I’ve seen Chelsea live a bunch of times in New York. This week was the first time I’ve watched them on TV while I’ve been there.
America’s biggest city has been a frequent destination for the Blues in recent years. They have appeared at the homes of three local teams from three different sports, which I have to think is a first. The Londoners have played at a dedicated football ground, the Red Bull Arena, at an American football venue, Giants (now MetLife) Stadium, and even on a baseball diamond, Yankee Stadium.
In the nineties I spent a lot of time in the City That Never Sleeps, but since emigrating to the States 15 years ago, I’ve only visited to watch Chelsea (aside from once in 2006 when Northern Ireland took on Uruguay in a friendly).

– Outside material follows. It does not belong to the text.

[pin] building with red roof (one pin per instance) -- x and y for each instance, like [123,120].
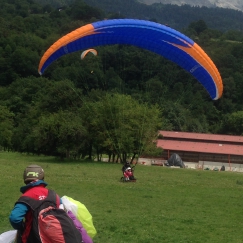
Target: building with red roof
[195,147]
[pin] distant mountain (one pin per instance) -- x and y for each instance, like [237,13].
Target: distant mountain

As you would expect in a place with more than eight million inhabitants, the New York Blues are one of the largest and most active supporters’ groups in the USA. For years they have met at a bar called Football Factory at Legends, within spitting distance of the Empire State Building in bustling, frantic Midtown Manhattan.

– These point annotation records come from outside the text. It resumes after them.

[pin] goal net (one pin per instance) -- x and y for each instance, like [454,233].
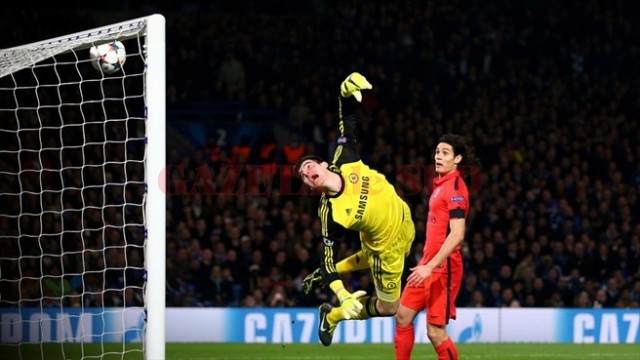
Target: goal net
[82,259]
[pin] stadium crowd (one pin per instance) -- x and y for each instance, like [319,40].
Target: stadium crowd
[548,91]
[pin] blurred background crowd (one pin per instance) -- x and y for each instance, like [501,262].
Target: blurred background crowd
[548,91]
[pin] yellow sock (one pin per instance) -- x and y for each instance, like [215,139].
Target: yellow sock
[335,316]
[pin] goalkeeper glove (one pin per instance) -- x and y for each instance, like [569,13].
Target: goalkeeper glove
[350,304]
[353,84]
[313,281]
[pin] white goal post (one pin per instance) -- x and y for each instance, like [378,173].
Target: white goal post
[82,225]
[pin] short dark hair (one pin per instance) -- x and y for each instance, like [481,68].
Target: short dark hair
[299,162]
[461,145]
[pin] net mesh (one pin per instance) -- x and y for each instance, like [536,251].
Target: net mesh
[72,228]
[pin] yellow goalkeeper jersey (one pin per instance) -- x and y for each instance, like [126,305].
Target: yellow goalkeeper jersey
[367,203]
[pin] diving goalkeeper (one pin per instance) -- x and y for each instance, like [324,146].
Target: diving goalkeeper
[356,197]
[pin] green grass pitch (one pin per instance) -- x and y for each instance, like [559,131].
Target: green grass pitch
[202,351]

Here’s what I find unusual about the New York Blues. They do not have an exclusive dedicated pub, but are happy to 'share' their headquarters. Even clubs with a small following in the States, have a unique New York bar to call home. Legends is ground zero for many outfits: other Premier League rivals of course, but also for those from all over Europe and South America, as well as international sides.
I watched the Blues take on Lille there on Wednesday afternoon. The NYB had draped a huge flag from the ceiling down the middle of the room, separating those following the match from the customers focused on the other simultaneous Champions’ League ties. A group of Lyon fans had done the same thing to enclose a corner, and groans or cheers filtered through from their section.
I like the idea of sharing a space. It’s common among supporters of different teams in smaller cities across America, and it’s also what we do here in New Orleans.
From the Big Easy to the Big Apple, we keep the Blue Flag flying high.